### Friday, May 16, 2003

**Turing Machines and Godel's Theorems**

A little recursion theory can make Gödel's Theorems intuitively easy.
Let A be the set of <M> such that M does not accept the input <M>. By
diagonalization techniques we can show A is not recursively
enumerable.

Now let us fix a logical theory like ZFC set theory. The actual theory
does not matter much. Let B be the set of <M> such that there is a
proof in ZFC of the statement "M does not accept input <M>."
B is recursively enumerable since we can just try all possible proofs.

Now B is clearly a subset of A so there must be an input <M> in
A-B. For this <M>, we have that M does not accept input <M> but
there is no proof of this fact. We now have a true mathematical
statement with no proof. This is Gödel's first theorem.

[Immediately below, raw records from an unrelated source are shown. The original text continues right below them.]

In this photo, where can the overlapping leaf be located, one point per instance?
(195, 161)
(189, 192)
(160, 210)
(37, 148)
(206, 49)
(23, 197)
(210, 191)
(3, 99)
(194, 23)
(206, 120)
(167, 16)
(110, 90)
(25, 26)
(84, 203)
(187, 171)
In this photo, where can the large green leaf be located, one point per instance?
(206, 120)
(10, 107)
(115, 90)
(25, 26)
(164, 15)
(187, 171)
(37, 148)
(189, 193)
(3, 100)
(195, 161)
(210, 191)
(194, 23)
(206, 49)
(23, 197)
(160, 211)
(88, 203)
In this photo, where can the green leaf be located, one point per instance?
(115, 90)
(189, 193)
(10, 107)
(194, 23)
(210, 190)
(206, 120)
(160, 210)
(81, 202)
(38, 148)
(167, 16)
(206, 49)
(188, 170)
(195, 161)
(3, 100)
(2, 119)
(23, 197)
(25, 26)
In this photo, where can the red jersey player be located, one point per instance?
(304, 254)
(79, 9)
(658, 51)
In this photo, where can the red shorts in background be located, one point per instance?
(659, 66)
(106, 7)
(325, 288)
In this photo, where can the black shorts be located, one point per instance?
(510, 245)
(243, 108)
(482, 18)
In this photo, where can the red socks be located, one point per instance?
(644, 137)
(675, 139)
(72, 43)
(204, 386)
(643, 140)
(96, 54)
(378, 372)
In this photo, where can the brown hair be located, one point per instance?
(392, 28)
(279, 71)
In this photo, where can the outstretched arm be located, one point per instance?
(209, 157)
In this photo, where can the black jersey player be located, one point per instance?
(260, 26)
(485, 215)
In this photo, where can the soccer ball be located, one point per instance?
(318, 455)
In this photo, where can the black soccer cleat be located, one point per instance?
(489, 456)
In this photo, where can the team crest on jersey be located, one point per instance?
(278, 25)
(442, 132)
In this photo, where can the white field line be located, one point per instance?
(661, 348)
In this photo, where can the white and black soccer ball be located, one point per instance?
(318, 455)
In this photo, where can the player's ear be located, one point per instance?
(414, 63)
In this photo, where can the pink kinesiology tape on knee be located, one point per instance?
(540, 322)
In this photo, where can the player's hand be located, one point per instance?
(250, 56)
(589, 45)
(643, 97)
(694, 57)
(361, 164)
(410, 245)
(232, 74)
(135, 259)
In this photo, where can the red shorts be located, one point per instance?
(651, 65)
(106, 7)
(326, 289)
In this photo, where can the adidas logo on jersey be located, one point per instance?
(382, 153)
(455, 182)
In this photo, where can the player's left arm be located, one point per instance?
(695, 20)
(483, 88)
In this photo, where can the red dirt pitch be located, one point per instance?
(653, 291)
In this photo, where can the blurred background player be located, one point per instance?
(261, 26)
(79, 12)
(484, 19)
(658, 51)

We can be more constructive. Since B is recursively enumerable there
is some Turing machine N that computes B. Suppose that N accepts
<N>. This means <N> is in B which implies there is a proof that <N>
does not accept N, a contradiction.

So <N> cannot accept N which means <N> is not in B. So we have now
constructed an N such that the statement "N does not accept
<N>" is true but not provable.

But wait a minute, didn't I just give a proof that N does not accept
<N>? Actually I had to make the assumption that ZFC is
consistent. If ZFC is inconsistent then every statement (true or
false) is provable so B would not be a subset of A and my whole
argument falls apart.

If ZFC could prove that ZFC is consistent then I would not have to
make any assumption and would have a contradiction. Thus ZFC cannot prove its
own consistency. This is Gödel's second theorem.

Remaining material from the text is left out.